The allocation that was given last year was a temporary regional quota. Is 8% the real number for the lower north shore of Quebec? This is a case where, through the working group, we have decided that if we didn't come to an agreement, we were going to an arbitrator.
As it is now, and it's what happens in a lot of fisheries in Canada, the minister has 100% discretion over all species. This is something we're having a problem with, if the minister has decided 100% which way the quota goes. When we got into this original sharing agreement, we agreed that if in January we didn't come to an agreement, we would go to an independent arbitrator. As we've seen, the minister took the decision to define quotas per region.

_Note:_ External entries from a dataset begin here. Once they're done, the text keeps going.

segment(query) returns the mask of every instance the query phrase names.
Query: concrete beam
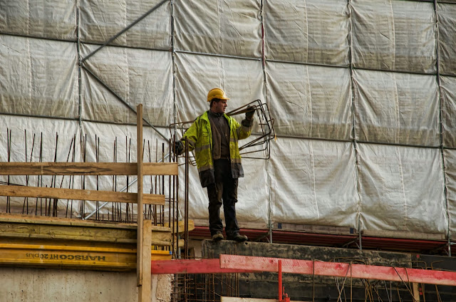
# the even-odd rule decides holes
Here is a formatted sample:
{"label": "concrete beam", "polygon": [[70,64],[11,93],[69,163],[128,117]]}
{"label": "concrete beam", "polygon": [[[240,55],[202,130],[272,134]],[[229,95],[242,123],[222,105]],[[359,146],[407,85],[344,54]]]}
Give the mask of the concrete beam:
{"label": "concrete beam", "polygon": [[456,286],[453,271],[237,255],[220,255],[219,259],[152,261],[152,274],[276,272],[279,260],[282,261],[282,273]]}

And as you know, Mr. Byrne, if we use the expressions of DFO, we didn't go three times over our quota. We went maybe xnumber of seals over our quota, because DFO didn't use, as they use in other species, the percentage of the landing per year; they used the total seals. If one region overruns its seal quota, as happened in let's say 2000 in the gulf.... Newfoundland had killed 143,000 seals in the gulf in 2000. Part of that number were seals that were coming from the front, where we also had problems.
People are talking here about the front as being zones 1 to 5. Why, last year, was there a front hunt in zone 12? There are a lot of things in the sealing industry and a lot of things we have to discuss together as to which way we go.
As you know, the lower north shore wasn't pleased with the 8%. We say that 18% belongs to us. Did we make it that we got 18%, or didn't we make it? It's something between us, and it's something nobody can prove. You have 400 fishermen. Which one do you charge with overrunning the quota? And we were the last ones in the gulf to hunt.